Jennie W, Keita, Rahul
On Friday, Keita and Rahul and I tried moving PDs 2 and 6 to align them better with the others. As can be seen from the scans we did of the DC voltage of the diodes as we moved the input alignemnt in horizontal translation and yaw from alog #87290, 2 and 6 have a range of alignment that is shifted relative to the other 6.
We also checked this with a IR sensitive camera with a zoom lens.
One person used the camera with a zoom lens to check the spot on the PDs as another person loosened the screws from behind the array and the third person held the barrel of the PD assembly to stop it moving or rotating in an undesired direction.
There is not a lot of space as 2 and 6 are in a column and are very close to diodes 1 and 5 on the right.
The horizontal scan we took after these moves showed we had made things worse, see this image.
Later that afternoon, Keita moved the PD 2 back and checked the alignment and it looks better.
The alignment as of yesterday (Monday) was 143mm in pitch (as read out by the allen key in the PZT mirror pitch actuator wheel) and 0.4145 inches in horizontal translation as read out by the translation stage the PZT mirror sits on.
Keita measured the coupling (after finding an error in my code from the previous coupling measurement I plotted last Thursday (alog #87400)).
The coupling in both vertical and horizontal is below 10, so this should be good enough for install if all else checks out.
Yesterday afternoon, Rahul and I did the vertical scan (slightly off from the horizontal reference position of 0.4145 inches that Keita had aligned to).
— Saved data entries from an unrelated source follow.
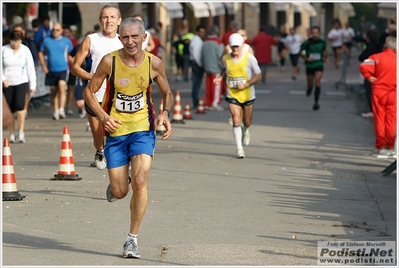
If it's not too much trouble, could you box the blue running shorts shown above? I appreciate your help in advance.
[104,131,156,169]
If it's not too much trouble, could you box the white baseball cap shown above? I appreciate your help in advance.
[228,33,243,47]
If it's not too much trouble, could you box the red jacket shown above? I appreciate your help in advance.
[246,31,278,64]
[222,29,235,46]
[359,49,397,91]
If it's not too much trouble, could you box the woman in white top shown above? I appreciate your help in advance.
[2,30,36,143]
[327,20,344,68]
[284,27,303,80]
[342,22,356,63]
The data in this graph was collected at a horizontal translation stage reading of 0.4162 inches.
We had to redo the horizontal scan today as I missed out some scan values yesterday. The data was collected with the pitch indicator at 143mm (the allen key on the pitch wheel actuator).
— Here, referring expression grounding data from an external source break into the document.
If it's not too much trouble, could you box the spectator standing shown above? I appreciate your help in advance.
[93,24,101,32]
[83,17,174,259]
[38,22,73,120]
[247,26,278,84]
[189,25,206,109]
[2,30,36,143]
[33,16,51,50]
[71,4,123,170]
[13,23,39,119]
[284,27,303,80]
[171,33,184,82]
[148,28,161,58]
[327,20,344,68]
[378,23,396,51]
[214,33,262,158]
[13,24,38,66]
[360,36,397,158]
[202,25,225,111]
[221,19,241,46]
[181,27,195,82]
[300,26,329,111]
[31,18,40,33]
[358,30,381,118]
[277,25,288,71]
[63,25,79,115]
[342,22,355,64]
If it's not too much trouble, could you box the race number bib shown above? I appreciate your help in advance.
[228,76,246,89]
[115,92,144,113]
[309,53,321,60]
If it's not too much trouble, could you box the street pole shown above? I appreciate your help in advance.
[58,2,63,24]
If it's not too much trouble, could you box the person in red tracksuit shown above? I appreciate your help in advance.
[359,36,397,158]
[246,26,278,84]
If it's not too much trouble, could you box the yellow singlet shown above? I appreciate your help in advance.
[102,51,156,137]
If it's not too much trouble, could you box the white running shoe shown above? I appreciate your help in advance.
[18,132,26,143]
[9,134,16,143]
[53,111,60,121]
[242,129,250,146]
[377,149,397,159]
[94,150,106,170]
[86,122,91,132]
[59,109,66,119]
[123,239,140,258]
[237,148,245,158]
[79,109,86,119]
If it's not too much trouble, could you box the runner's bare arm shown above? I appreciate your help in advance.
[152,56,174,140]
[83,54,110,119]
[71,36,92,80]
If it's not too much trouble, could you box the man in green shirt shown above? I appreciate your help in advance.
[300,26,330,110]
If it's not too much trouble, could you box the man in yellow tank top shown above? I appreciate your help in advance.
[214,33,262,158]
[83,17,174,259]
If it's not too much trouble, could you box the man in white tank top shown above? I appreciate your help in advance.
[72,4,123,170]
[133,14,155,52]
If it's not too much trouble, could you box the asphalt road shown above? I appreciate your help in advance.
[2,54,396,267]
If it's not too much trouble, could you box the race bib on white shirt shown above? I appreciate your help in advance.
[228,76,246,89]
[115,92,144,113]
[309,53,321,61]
This morning Rahul recentred the QPD on the input beam (translation stage = 0.4145 inches, allen key - 143mm) and we scanned the translation stage horizontally to measure the calibration of the QPD.
This first scan had too large steps to give a good estimate of the slope for the X coordinate on the QPD near the centre, so I repeated the measurement with smaller steps. Although I thought I set the laser to ~120 mA for both measurements the power on the QPD sum was slightly different between the two, see this plot where the original measurement set is in orange and the second set in blue.
Looking at the plot the QPD has the same slope in Y for both measurements but the second set of Y measurements has lower voltages.
The X data overlaps between the two measurements which makes more sense to me, as we assume the QPD electronics normalise the readout of X and Y by the sum channel to account for power fluctuations.
I used the newer measurement to estimate the calibration in the x direction, and the older measurement to estimate the slope in the y-direction, I tried to only use the linear part of the data in my fit and also not use any points with a voltage abive 6 Volts as this is when we expect the QPD to not be linear.
The calibration plot is here with the X calibration line in orange and the Y calibration line in red.
The resultant calibration is 72.0 V/mm in the horizontal direction, at an angle of 7.4 deg with the QPD axis. This is similar to the last calibration we did before several moves of the QPD to recentre it, see alog #87375.
This is worked out by adding the two slopes in quadrature and using atan2(Y_calib/X_calib) to work out the angle of the QPD axis with the horizontal direction of the PZT mirror translation.
Attaching a picture of the recentered QPD on the input beam.